NOT FAR REMOVED FROM US
All of this is not far removed from us. Jamaicans need to recall that Japan built a fisheries complex in Whitehouse, Westmoreland, in the constituency of then Prime Minister P.J. Patterson. I went to the IWC meeting in 1999 because I had heard that Jamaica was to attend and I wanted to see with my own eyes. The seating sign was there, the pigeonhole was there, but the delegation did not arrive. The (Jamaica) National Council on Oceans and Coastal Zone Management (on which I sit) based in the Ministry of Foreign Affairs had ruled the previous week that Jamaica should not attend, and plans quickly had to be aborted.
I am disappointed with how our fellow CARICOM nations are conducting their affairs. Whether you agree with whaling or not, the buying and selling of votes at the IWC or anywhere - by any side - cannot be right.
But there may be real negative consequences for us. We are in the midst of delicate negotiations with the anti-whaling EU concerning our sugar and bananas. Jamaica could be tarred by the broad brush and lose out.
Speaking at a press conference on behalf of the coalition of the 'likeminded' (anti-whaling countries), the Hon. Ben Bradshaw, British Minister of Fisheries, stated that it is not in the best interests of any nation to vote for the killing of whales, especially countries which depend on international tourism. Even Japan, he said - a major exporting country - depends on international trade, and could experience a backlash from consumers if it continues to kill whales.

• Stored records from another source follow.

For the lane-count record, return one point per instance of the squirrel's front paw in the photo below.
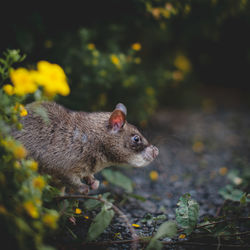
(83, 189)
(92, 182)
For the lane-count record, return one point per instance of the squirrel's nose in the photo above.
(155, 151)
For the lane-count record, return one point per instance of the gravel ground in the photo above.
(197, 148)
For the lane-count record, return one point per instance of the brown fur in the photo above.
(72, 145)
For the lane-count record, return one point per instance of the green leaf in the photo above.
(118, 179)
(187, 213)
(154, 244)
(100, 222)
(166, 229)
(231, 193)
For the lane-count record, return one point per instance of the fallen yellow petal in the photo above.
(135, 225)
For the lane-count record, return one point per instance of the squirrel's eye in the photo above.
(136, 138)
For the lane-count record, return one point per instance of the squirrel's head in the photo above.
(125, 144)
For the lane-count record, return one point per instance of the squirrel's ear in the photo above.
(118, 117)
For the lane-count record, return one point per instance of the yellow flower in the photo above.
(137, 60)
(8, 89)
(182, 236)
(135, 225)
(31, 209)
(19, 152)
(23, 111)
(198, 147)
(91, 46)
(33, 165)
(52, 78)
(50, 219)
(78, 211)
(115, 60)
(17, 165)
(22, 81)
(136, 46)
(182, 63)
(154, 175)
(39, 182)
(3, 210)
(223, 171)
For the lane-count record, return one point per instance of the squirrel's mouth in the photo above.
(145, 157)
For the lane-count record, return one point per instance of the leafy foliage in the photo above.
(167, 229)
(187, 213)
(25, 221)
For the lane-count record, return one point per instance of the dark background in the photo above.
(213, 35)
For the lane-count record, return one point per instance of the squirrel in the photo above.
(73, 145)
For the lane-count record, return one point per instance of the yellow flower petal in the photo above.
(136, 225)
(38, 182)
(31, 209)
(78, 211)
(8, 89)
(136, 46)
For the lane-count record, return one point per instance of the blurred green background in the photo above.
(193, 53)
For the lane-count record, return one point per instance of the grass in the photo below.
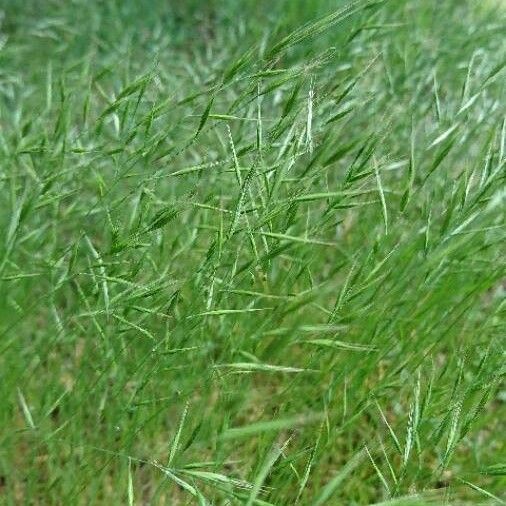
(252, 253)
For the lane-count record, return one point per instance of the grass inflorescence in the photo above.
(251, 253)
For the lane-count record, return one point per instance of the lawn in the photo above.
(252, 252)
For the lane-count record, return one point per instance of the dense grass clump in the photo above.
(252, 252)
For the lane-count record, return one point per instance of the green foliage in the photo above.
(252, 252)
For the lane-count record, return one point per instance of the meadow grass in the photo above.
(252, 252)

On March 31 this year, the Japanese food company Nissui - owners of whaling ships and a whale meat cannery - announced that they will divest these assets and exit the whale business. They also own part of 'Sealord Tuna' based in New Zealand and 'Gorton's Seafoods' based in the USA, both of which have been targets of a sharp and successful consumer boycott in New Zealand, the U.S.A. and the U.K. which began last year.
I hope we are not tarred with the same brush when the consumer boycott of tourism in the pro-whaling Caribbean begins.
I hope that Jamaica, Trinidad, Barbados and Belize are able to persuade the brethren that their pro-whaling stance is neither in their national interest nor ours, and indeed could cost us all dearly in the medium term - maybe sooner than we might think!
Peter Espeut is a sociologist and is executive director of an environment and development NGO.